Por Abril Peña
En los últimos años, se ha vuelto común escuchar frases como “ya este país no es el mismo” o “antes la gente era diferente”. Y aunque muchas veces esas afirmaciones suenan a nostalgia de adultos que idealizan su juventud, esta vez hay algo más profundo. Hay una sensación compartida de que algo se ha roto, de que algo esencial de lo que éramos como pueblo se está desvaneciendo.
Y no es solo una percepción. Lo vemos en las calles, en las escuelas, en las redes sociales, en las formas de hablar, de vestir, de consumir, de pensar. Lo vimos, por ejemplo, en la reciente Parada Dominicana en Nueva York: lo que debió ser una celebración del orgullo patrio terminó siendo un desfile grotesco de estereotipos. Ruido, vulgaridad, desorden… ¿eso es lo que queremos mostrarle al mundo?
La pregunta de fondo es más seria: ¿quiénes somos hoy como nación?
¿En qué momento dejamos de valorar la elegancia, la educación, la historia, la dignidad?
¿Cómo llegamos a este punto donde muchos jóvenes no conocen su pasado, no reconocen sus símbolos, no pueden nombrar una sola figura cultural sin antes buscar en Google?
La pérdida de identidad cultural no es una crisis simbólica. Es una amenaza real a nuestra cohesión social y a nuestra capacidad de construir un futuro común.
Preservar el patrimonio no es colgar una bandera en una fecha patria ni recitar un himno. Es asegurarnos de que las nuevas generaciones no sean turistas en su propia tierra. Es enseñarles a reconocerse en los valores, los saberes y las luchas que nos trajeron hasta aquí.
Y no, no es que antes todo era mejor. Es que antes sabíamos quiénes éramos.
Hoy, salvo excepciones, muchos han sido formados en el ruido, el consumo y la inmediatez. No por falta de inteligencia, sino por falta de raíces.
No por falta de inteligencia, sino por falta de raíces.
Por una degradación cultural progresiva que empieza en el hogar, se perpetúa en la escuela y se normaliza en los medios.
Pedro Henríquez Ureña lo advirtió con claridad: el peligro no estaba solo en copiar a Europa o a Estados Unidos, sino en olvidar lo nuestro en el proceso. Para él, la misión de América Latina —y de República Dominicana— era afirmarse a sí misma, construirse desde dentro. Pero esa advertencia quedó, como tantas otras, sepultada bajo el ruido de lo inmediato.
Hoy, al ver imágenes de la juventud dominicana en los años 60 y 70, sorprende la claridad con que hablaban, su compromiso político, su lenguaje articulado, su sentido de propósito. Jóvenes que a los 20 años leían a Martí y a Marx, se organizaban, cuestionaban, construían. Tenían discurso. Tenían dirección.
Hoy, gran parte de nuestra juventud —con honrosas excepciones— ha sido absorbida por una cultura del espectáculo, donde lo que vale no es lo que sabes, sino cuántos seguidores tienes.

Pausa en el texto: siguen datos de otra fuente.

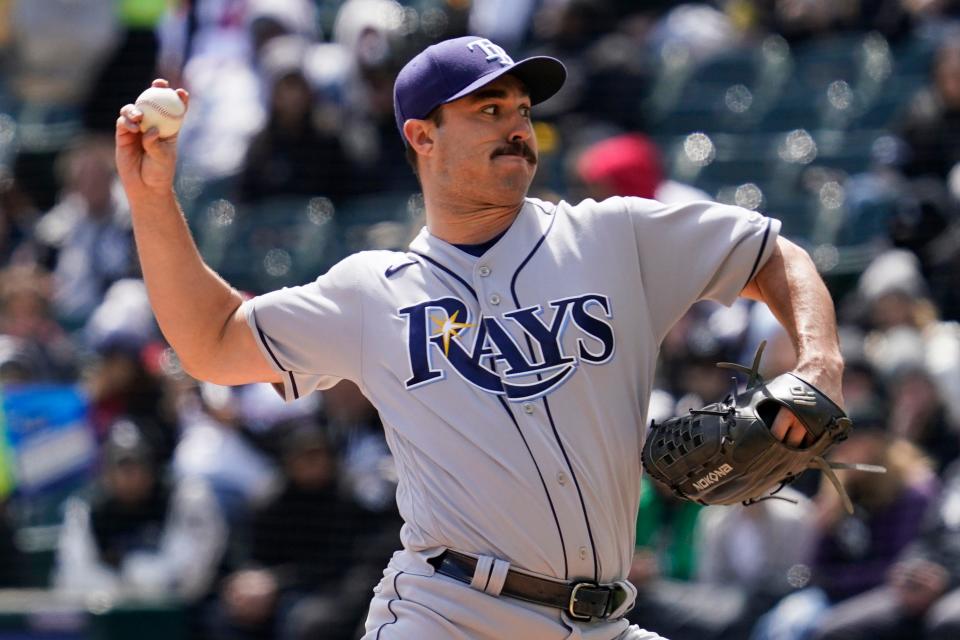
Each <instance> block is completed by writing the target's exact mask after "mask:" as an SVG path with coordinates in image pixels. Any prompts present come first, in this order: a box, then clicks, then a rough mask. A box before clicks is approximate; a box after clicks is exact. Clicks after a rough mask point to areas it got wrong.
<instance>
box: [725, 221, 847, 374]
mask: <svg viewBox="0 0 960 640" xmlns="http://www.w3.org/2000/svg"><path fill="white" fill-rule="evenodd" d="M743 295H745V296H747V297H750V298H753V299H756V300H761V301H763V302H765V303H766V304H767V306H768V307H769V308H770V311H771V312H772V313H773V315H774V316H776V318H777V320H778V321H779V322H780V324H781V325H783V327H784V329H785V330H786V331H787V333H788V334H789V336H790V340H791V342H792V343H793V346H794V349H796V352H797V367H798V369H806V368H811V367H815V368H819V369H825V370H827V371H828V372H829V373H831V374H836V373H839V371H840V370H842V368H843V362H842V358H841V356H840V346H839V342H838V339H837V322H836V312H835V310H834V306H833V300H832V299H831V298H830V292H829V291H828V290H827V287H826V286H825V285H824V283H823V280H822V279H821V278H820V275H819V274H818V273H817V269H816V267H815V266H814V264H813V261H812V260H811V259H810V256H808V255H807V253H806V251H804V250H803V249H801V248H800V247H798V246H797V245H795V244H793V243H792V242H790V241H788V240H785V239H783V238H780V239H778V242H777V249H776V251H775V252H774V254H773V255H772V256H771V257H770V259H769V260H768V261H767V263H766V264H765V265H764V266H763V268H762V269H761V270H760V271H759V273H757V276H756V278H754V280H753V282H751V283H750V285H748V287H747V288H746V289H745V290H744V292H743Z"/></svg>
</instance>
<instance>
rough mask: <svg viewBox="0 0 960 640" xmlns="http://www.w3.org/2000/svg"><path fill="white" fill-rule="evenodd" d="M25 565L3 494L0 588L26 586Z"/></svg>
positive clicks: (11, 518) (25, 561)
mask: <svg viewBox="0 0 960 640" xmlns="http://www.w3.org/2000/svg"><path fill="white" fill-rule="evenodd" d="M2 489H4V488H2V487H0V490H2ZM26 567H27V563H26V558H24V556H23V553H22V552H21V551H20V549H19V548H18V547H17V539H16V530H15V527H14V525H13V522H12V518H11V517H10V510H9V508H8V503H7V498H6V496H4V497H2V498H0V589H12V588H16V587H24V586H27V575H26Z"/></svg>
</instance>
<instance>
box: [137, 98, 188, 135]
mask: <svg viewBox="0 0 960 640" xmlns="http://www.w3.org/2000/svg"><path fill="white" fill-rule="evenodd" d="M135 104H136V106H137V109H139V110H140V111H141V112H142V113H143V120H141V121H140V131H142V132H144V133H146V132H147V131H148V130H149V129H150V128H151V127H156V128H157V130H159V132H160V137H161V138H169V137H170V136H173V135H176V134H177V131H179V130H180V125H181V124H183V116H184V114H185V113H186V111H187V108H186V106H185V105H184V104H183V101H182V100H181V99H180V96H178V95H177V92H176V91H174V90H173V89H165V88H163V87H150V88H149V89H147V90H146V91H144V92H143V93H141V94H140V96H139V97H138V98H137V102H136V103H135Z"/></svg>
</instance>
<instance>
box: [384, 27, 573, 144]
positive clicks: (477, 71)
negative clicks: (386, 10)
mask: <svg viewBox="0 0 960 640" xmlns="http://www.w3.org/2000/svg"><path fill="white" fill-rule="evenodd" d="M505 73H510V74H513V75H514V76H516V77H518V78H519V79H520V80H521V81H523V83H524V84H525V85H526V86H527V90H528V91H529V92H530V103H531V104H537V103H539V102H543V101H544V100H546V99H547V98H549V97H550V96H552V95H553V94H555V93H556V92H557V91H559V90H560V87H562V86H563V82H564V80H566V78H567V69H566V67H564V66H563V63H562V62H560V61H559V60H557V59H556V58H550V57H547V56H534V57H532V58H526V59H524V60H521V61H520V62H514V61H513V58H511V57H510V56H509V55H508V54H507V52H506V51H504V50H503V48H502V47H500V46H499V45H496V44H494V43H492V42H490V41H489V40H487V39H486V38H481V37H479V36H463V37H462V38H453V39H451V40H444V41H443V42H439V43H437V44H434V45H431V46H429V47H427V48H426V49H424V50H423V51H421V52H420V53H419V54H417V56H416V57H414V58H413V60H411V61H410V62H408V63H407V64H406V65H405V66H404V67H403V69H401V70H400V73H399V74H398V75H397V81H396V82H395V83H394V85H393V110H394V115H395V116H396V118H397V128H398V129H399V130H400V137H403V123H404V122H406V121H407V120H409V119H411V118H414V119H418V120H422V119H424V118H426V117H427V115H429V114H430V112H431V111H433V110H434V109H435V108H437V107H438V106H440V105H441V104H444V103H447V102H453V101H454V100H457V99H459V98H462V97H464V96H465V95H467V94H470V93H473V92H474V91H476V90H477V89H479V88H480V87H482V86H484V85H486V84H489V83H491V82H493V81H494V80H496V79H497V78H499V77H500V76H502V75H504V74H505ZM404 142H406V139H404Z"/></svg>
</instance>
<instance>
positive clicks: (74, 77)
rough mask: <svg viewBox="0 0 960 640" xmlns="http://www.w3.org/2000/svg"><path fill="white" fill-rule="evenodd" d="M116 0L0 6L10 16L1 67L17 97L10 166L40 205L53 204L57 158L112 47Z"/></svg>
mask: <svg viewBox="0 0 960 640" xmlns="http://www.w3.org/2000/svg"><path fill="white" fill-rule="evenodd" d="M114 4H115V2H114V0H89V2H82V3H77V2H73V1H72V0H51V1H50V2H43V3H38V2H31V1H30V0H12V1H8V2H4V3H3V5H2V6H0V11H4V12H5V13H7V14H8V15H4V16H3V17H2V18H0V19H3V20H8V21H9V22H8V24H9V29H6V30H4V32H5V33H6V34H7V36H8V38H9V41H7V42H3V41H0V51H3V52H4V53H6V54H7V56H6V57H8V59H9V64H6V65H4V72H5V74H7V75H8V77H9V84H10V87H11V89H12V90H13V93H14V95H15V96H16V98H17V101H18V103H19V104H18V107H19V112H18V113H17V114H16V119H17V124H18V127H19V132H18V134H19V135H18V141H17V152H16V157H15V159H14V162H13V167H14V170H13V172H14V176H15V178H16V180H17V182H18V183H19V184H20V186H21V188H22V189H23V191H24V193H25V194H26V195H27V196H28V197H29V198H30V200H31V201H32V202H33V203H34V204H35V206H36V207H37V208H39V209H40V210H47V209H49V208H50V207H51V206H53V204H54V202H55V198H56V196H57V186H58V185H57V181H56V174H55V170H54V164H55V162H56V158H57V156H58V154H59V153H60V151H61V149H64V148H66V147H67V145H68V144H69V143H70V141H71V139H73V138H74V137H75V136H76V135H77V134H78V133H79V132H80V127H81V108H82V106H83V103H84V101H85V100H86V98H87V97H88V95H89V92H90V87H91V86H92V84H93V77H94V76H95V74H96V73H97V71H98V70H99V68H100V65H101V64H102V62H103V61H104V60H105V58H106V57H107V56H108V55H110V53H111V52H112V51H113V50H114V48H115V47H116V43H117V32H118V29H117V23H116V19H115V13H114ZM114 110H116V107H114ZM111 121H112V119H111Z"/></svg>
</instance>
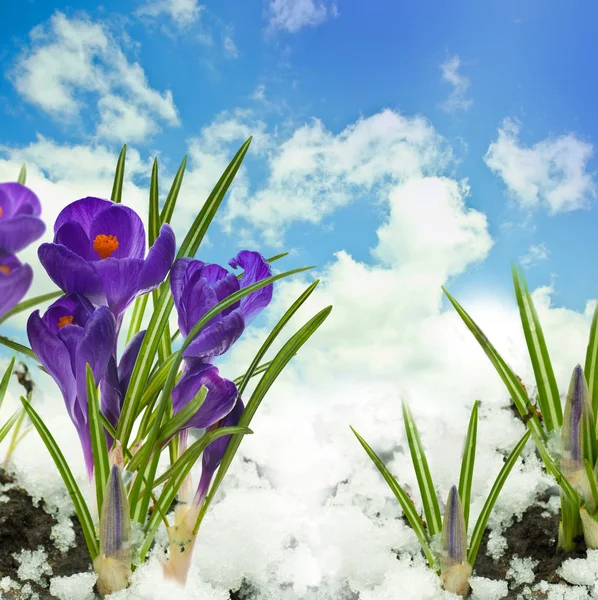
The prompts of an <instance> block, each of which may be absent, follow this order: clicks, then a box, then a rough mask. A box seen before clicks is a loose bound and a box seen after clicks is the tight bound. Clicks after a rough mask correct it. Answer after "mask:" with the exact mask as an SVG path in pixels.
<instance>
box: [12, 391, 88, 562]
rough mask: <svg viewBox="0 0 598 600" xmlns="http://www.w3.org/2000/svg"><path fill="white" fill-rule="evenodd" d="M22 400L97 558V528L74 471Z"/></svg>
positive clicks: (49, 436) (25, 407) (26, 404)
mask: <svg viewBox="0 0 598 600" xmlns="http://www.w3.org/2000/svg"><path fill="white" fill-rule="evenodd" d="M21 402H22V403H23V406H24V407H25V410H26V411H27V414H28V415H29V418H30V419H31V422H32V423H33V426H34V427H35V428H36V429H37V432H38V433H39V435H40V437H41V438H42V441H43V442H44V444H45V446H46V448H47V449H48V452H49V453H50V456H51V457H52V459H53V460H54V464H55V465H56V468H57V469H58V472H59V473H60V476H61V477H62V480H63V481H64V485H65V486H66V489H67V491H68V493H69V495H70V497H71V500H72V501H73V505H74V507H75V512H76V513H77V517H78V518H79V523H81V528H82V529H83V535H84V537H85V542H86V544H87V548H88V550H89V555H90V557H91V559H92V560H93V559H95V558H96V556H97V555H98V540H97V537H96V533H95V528H94V525H93V520H92V518H91V515H90V513H89V509H88V508H87V504H86V503H85V500H84V499H83V496H82V494H81V490H80V489H79V486H78V485H77V482H76V481H75V478H74V477H73V473H72V472H71V469H70V468H69V466H68V463H67V462H66V460H65V458H64V455H63V454H62V452H61V451H60V448H59V447H58V444H57V443H56V440H55V439H54V437H53V436H52V434H51V433H50V431H49V430H48V428H47V427H46V425H45V424H44V422H43V421H42V419H41V418H40V416H39V415H38V414H37V412H36V411H35V409H34V408H33V407H32V406H31V404H29V402H27V400H26V399H25V398H23V397H22V396H21Z"/></svg>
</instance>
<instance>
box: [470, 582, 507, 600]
mask: <svg viewBox="0 0 598 600" xmlns="http://www.w3.org/2000/svg"><path fill="white" fill-rule="evenodd" d="M469 583H470V585H471V600H500V599H501V598H504V597H505V596H506V595H507V594H508V592H509V589H508V587H507V582H506V581H498V580H496V579H488V578H486V577H471V578H470V580H469Z"/></svg>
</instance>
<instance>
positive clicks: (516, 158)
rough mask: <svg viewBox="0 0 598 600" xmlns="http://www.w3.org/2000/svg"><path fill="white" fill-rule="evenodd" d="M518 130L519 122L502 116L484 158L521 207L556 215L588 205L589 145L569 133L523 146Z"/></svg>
mask: <svg viewBox="0 0 598 600" xmlns="http://www.w3.org/2000/svg"><path fill="white" fill-rule="evenodd" d="M520 129H521V125H520V123H519V122H518V121H516V120H514V119H505V120H504V122H503V124H502V126H501V127H500V128H499V130H498V139H497V140H496V141H495V142H492V143H491V144H490V146H489V148H488V152H486V155H485V156H484V161H485V162H486V164H487V165H488V167H489V168H490V169H491V170H492V171H493V172H494V173H495V174H496V175H498V176H499V177H500V178H501V179H502V180H503V181H504V183H505V185H506V186H507V189H508V191H509V193H510V194H511V195H512V196H513V198H514V199H515V200H516V202H518V203H519V205H520V206H521V208H524V209H532V208H536V207H539V206H542V207H546V208H548V210H549V212H550V213H551V214H555V213H559V212H567V211H572V210H577V209H580V208H585V207H587V206H588V204H589V202H590V200H591V199H592V198H594V197H595V195H596V185H595V183H594V180H593V179H592V175H591V174H590V173H588V172H587V163H588V161H589V160H590V158H591V157H592V154H593V147H592V145H591V144H590V143H588V142H585V141H584V140H582V139H580V138H579V137H577V136H576V135H575V134H573V133H569V134H567V135H561V136H559V137H557V138H549V139H545V140H542V141H540V142H537V143H536V144H534V145H533V146H531V147H530V146H525V145H524V144H522V143H521V141H520V140H519V132H520Z"/></svg>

Donde pensar es aburrido, y consumir sin filtro es lo normal. Una generación moldeada no por la lectura, sino por el algoritmo.
Y cuando se pierde la identidad, también se pierde el sentido de comunidad.
Se desdibuja el deber con el otro. Se reemplaza el “nosotros” por el “yo primero”.
Por eso vemos lo que vemos:
Violencia sin sentido.
Vulgaridad como norma.
Incapacidad de diálogo.
Desprecio por el conocimiento.
Apatía cívica.
Idolatría a lo extranjero, pero rechazo a lo propio.
La educación se vació de contenido. Las tradiciones se convirtieron en “cosas de viejos”. Los museos se vacían, mientras los centros comerciales se llenan.
El idioma se empobrece. Las letras se relegan.
Y así, sin darnos cuenta, nos vamos pareciendo cada vez menos a nosotros mismos.
Aun así, no todo está perdido. Hay jóvenes que están redescubriendo sus raíces. Escuelas que enseñan sobre los taínos, los cimarrones, la historia local.
Comunidades que restauran iglesias, organizan festivales, enseñan danzas típicas. Hay resistencia.
Pero esa resistencia necesita respaldo.
La preservación cultural no puede seguir siendo una causa romántica. Debe ser una política de Estado.
Una nación sin memoria es una nación manipulable.
Y quizás eso explique mucho de lo que estamos viviendo.
Pedro Henríquez Ureña lo entendió.
Y su advertencia hoy retumba con más fuerza que nunca.
Si queremos una sociedad más justa, más humana, más solidaria, primero tenemos que responder la pregunta más importante de todas:
¿Quiénes somos?
Porque solo quien se reconoce, puede transformarse.
Y solo quien se honra, puede aspirar a algo más grande.